The journey to the Motel bordered on the surreal as the taxi driver, my friend’s cousin, and my friend via telephone tried to work out the address and we slowly drove around the empty roads.
These areas surrounding airports are intrinsically unsettling, with the numerous storage areas, industrial units, wide empty roads, empty hotels, and lack of any sign of habitation.  There was little indication aside from the road signs as to the location of this place, non-place, and I thought of the hinterland of Heathrow, of the areas of industrial sheds and navigation beacons set in fields that surrounded Speke Airport in Liverpool. 
The Motel was at the edge of the town and seemed to be for those driving long distances.  Or, indeed, for those who wished to drive to a place where they could be alone, for the term ‘motel’ can, I have been told, have the same connotations as the Japanese ‘love hotel’.  And it is easy to see what those are from the latter phrase.  With that in mind, I will leave you to speculate on the function of this chair.  



The journey to Tainan on the High Speed Train was wonderful.  I love these trains, their space and comfort, the sight of the landscape from this speeding machine.  I love the announcements in, I presume, Mandarin, Taiwanese, and a strange American/English.  “We will now make a brief stop at…..”, as if you will have 25 seconds to get off before the train bullets out of the station, for nothing must stand in the way of the speeding progress.  I love the fact that the trains arrive within a few seconds of the time stated, and that they stop at exactly the right place marked on the platform for the carriage door.  None of that running down the platform laden with bags to find the door here.

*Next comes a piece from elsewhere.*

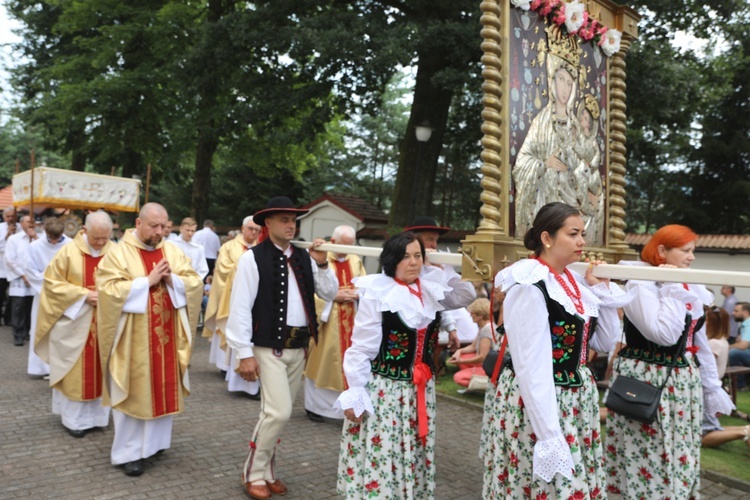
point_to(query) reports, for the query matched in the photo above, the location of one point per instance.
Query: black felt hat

And so to Dorm 1828, a newly refurbished hostel.  If you ever decide to explore the mountains of Taiwan, and Taiwan has some amazing mountains so I have discovered, then come here.  The place is comfortable, friendly, run by staff who know everything about ‘extreme sports’, and with an interior décor that is imaginative.  As a dedicated non-sports person who hides in books of philosophy I was fascinated by the experiences of the boss/owner, who, over a couple of bottles of the best beer I have ever had, told me tales of climbing up ice walls, and then explained the business model behind the enterprise.  For not only does she provide accommodation, and information, and guides to the wilder areas of Taiwan, but she also searches out Taiwanese designs, furniture predominantly, and by getting them used by the heavy hands of wandering back-packers, tests their functionality.  She also has a very clear idea of quality, and we shared a love of the ‘aesthetics of the everyday’, that is the quotidian beauty of the conduit leading the power cables through the building.  Dorm 1828 will be changing its name, but as I was told the new name at the end of the third bottle of beer, it has temporarily disappeared.






Tainan has some of the best cafes I have ever been in, and my friend informs me this is but the tip of an iceberg of comfortable coffee places where one can sit and read and muse all day.  One, which I have so far only visited briefly, is next door to a second-hand bookstore.  This is of course very dangerous, as I can see my store of books will begin to increase at every visit to the café.  Which, incidentally, is owned by the same person who owns the bookshop. 

In the cafes, as in the hostel, there is the use of recycled furniture, old cabinets from shops and houses, a variety of chairs and tables.  This interests me, and I am not yet certain as to what to think of this.  My impression at the moment is that this is a valuing of the past, of objects that speak of previous use and history, that is a counterbalance to the hyper-modernity and industrialisation of the cities.  I write this in one of the Houses for the Visiting Professors in the University.  Outside there is a long lake, and over it are five small bridges.  Three of these bridges date from the 13 century.